The chase that ensues through these inflated canyons is the highlight of the film. It is a spectacular descent and spin through a Post-Modernist redeveloped New York that is as thrilling as the hallucinogenic trip at the end of 2001.  This cityscape is an awesome marvel of special effects as the Willis cab darts through what seems like hundreds of levels of intersecting air traffic in the city's still narrow streets, finally reaching a major level of fog that raises unanswered questions as to how high this city really is.

While this cityscape is clearly modeled on an illustration that appeared on the cover of a popular handbook, King's, of New York at the start of the 20th Century, it recalls the urban cliffs in Bladerunner, only one of many references in this movie to other famous films of the genre such as 2001, Star Wars, Raiders of the Lost Arc and others.

The sequence through this almost Edwardian skyscraper space, replete with McDonalds, is amazing, not for its retro architecture or ungainly vehicles, but for its complexity. It is a chase through an electron microscope of infinite resolution and surely one of the most remarkable feats of special effects yet. It moves instantly to the top of film chase lists and it also will calm the heart of anxious passengers in the back of contemporary cabs in what they once thought was heavy traffic.

At this point in the film, the viewer has been revitalized. The beginning tempo while slow was traditional, but the initial goofiness of the look of the plodding aliens, which bear a Pomodoro sculptural look of burnished, wet bronze with dark accents, was off-putting, neither inspiring nor fearsome nor, most importantly, wondrous.
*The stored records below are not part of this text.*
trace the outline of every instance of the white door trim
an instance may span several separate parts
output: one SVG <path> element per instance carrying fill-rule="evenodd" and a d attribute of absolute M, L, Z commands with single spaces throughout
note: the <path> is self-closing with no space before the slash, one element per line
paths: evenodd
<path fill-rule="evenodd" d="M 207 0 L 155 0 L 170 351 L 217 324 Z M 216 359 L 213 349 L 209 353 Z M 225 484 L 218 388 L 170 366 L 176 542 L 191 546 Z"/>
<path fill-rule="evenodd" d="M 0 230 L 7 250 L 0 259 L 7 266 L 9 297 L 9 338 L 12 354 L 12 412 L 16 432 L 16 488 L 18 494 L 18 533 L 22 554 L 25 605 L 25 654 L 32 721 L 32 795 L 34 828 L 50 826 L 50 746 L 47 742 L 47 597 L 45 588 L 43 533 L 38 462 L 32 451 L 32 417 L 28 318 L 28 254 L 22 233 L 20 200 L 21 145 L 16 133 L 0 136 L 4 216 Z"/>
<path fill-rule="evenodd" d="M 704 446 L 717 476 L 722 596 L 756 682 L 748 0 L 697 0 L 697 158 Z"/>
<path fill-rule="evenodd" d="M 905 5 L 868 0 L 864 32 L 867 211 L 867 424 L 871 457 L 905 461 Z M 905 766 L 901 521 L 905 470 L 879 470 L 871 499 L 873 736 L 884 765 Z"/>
The New York of 2214, however, is a jolt: the preservationists have joined forces with the developers and have filled the sky with parapets and skywalks and cornices and deep fenestration patterns and spires and the like, recalling the painted fantasy city of Erastus Salisbury Field, a primitive 19th Century American painter.

It is a city that begs to be explored. One wants to browse, shop windows and the like.

Unfortunately, the movie, more concerned with humans than mere buildings, moves on quickly.

Hopefully, the director, Luc Besson whose most famous previous film was the exciting La Femme Nikita, has backed up the cityscape images and three-dimensional computer data and can use them more extensively in other movies, sequels or not.

The movie's pace ebbs a bit as Willis falls in love with his scantily-clad and bruised passenger who speaks some universal language that sounds a bit like Swahili and which takes about a minute and a half to announce her name, that Willis shortens to Leeloo. LeeLoo possesses extraordinary learning powers and is a marvelous warrior(ess). Milla Jovovich portrays her with a precocious and alluring manner but her acting skills are quite remarkable when she comes out of a very cold and very long shower and is the best shivering actress in film history, even evoking some tenderness out of laconic, but smitten Willis.

The plot thickens when the bad Mangolore, aliens who look like they have descended from the Creature From the Blue Lagoon, destroy the Mondoshawan aliens we had met in 1914 who were on their way to rescue earth. Meanwhile a giant sphere of lava is speeding towards earth and Zorg is up to no good with his cellophane helmet unable to contain occasional streams of blood down his skull.

Mayhem ensues, of course.

Willis is recommissioned as an agent and goes off to recover the stolen four stones to empower Leeloo to save the world. He encounters a drag queen talk show host, Ruby Rhod, played by Chris Tucker, who proceeds to steal the movie. While there are nice bits of humor throughout the film, the audience at opening day, May 10, 1997, at the Sony Theater on Broadway between 67th and 68th Streets did not get hysterical until a few minutes after Tucker's appearance and then twittered at his every appearance. While the film has problems with its timing, Tucker pulls off his over-the-top miming and gagging and one-liners, many of which are so fast as to be unintelligible, so well that he is a runaway steamroller and should probably win an Oscar for supporting actor. His bit, and it is not short, is comparable only to Peter Sellars's crazy, cat-loving doctor in The Wrong Box as inspired lunacy.  He, and the director, and the film editor, achieve that delicious plateau of hysteria with Ruby Rhod that is just plain silly, just plain rollicking fun, although at least one critic, Rex Reed of The New York Observer, was not amused, adding that the movie, which opened the Cannes Film Festival in France this year, was a "bomb."

Willis et al must attend a concert given by a diva, played by Inva Mulle Tschaki who sings an aria from Gaetano Donizetti's Lucia de Lammermoor that is strange, spellbinding and scary, yet magical and probably the finest opera segment in films since Diva.  The aria she sings, decked in fluorescent blue tubing and wearing a headdress handed down by the monster in Alien, is exotic and very, very beautiful and completely at odds with everything in the movie.  Instead of tires screeching in the midst of a madcap chase, it is an cooling tonic quenching the volcanic foolery of Ruby Rhod and the various villains.  It is an exquisitely abrupt interlude that is like the cosmic pulse of a bright Mark Rothko painting, thankfully jarring.

This very expensive and flamboyant film is original in many details despite its obvious pandering to the violence of the genre. It has abundant humor and is immensely entertaining. While flawed, it will be a classic, or, at least, make a lot of converts to opera.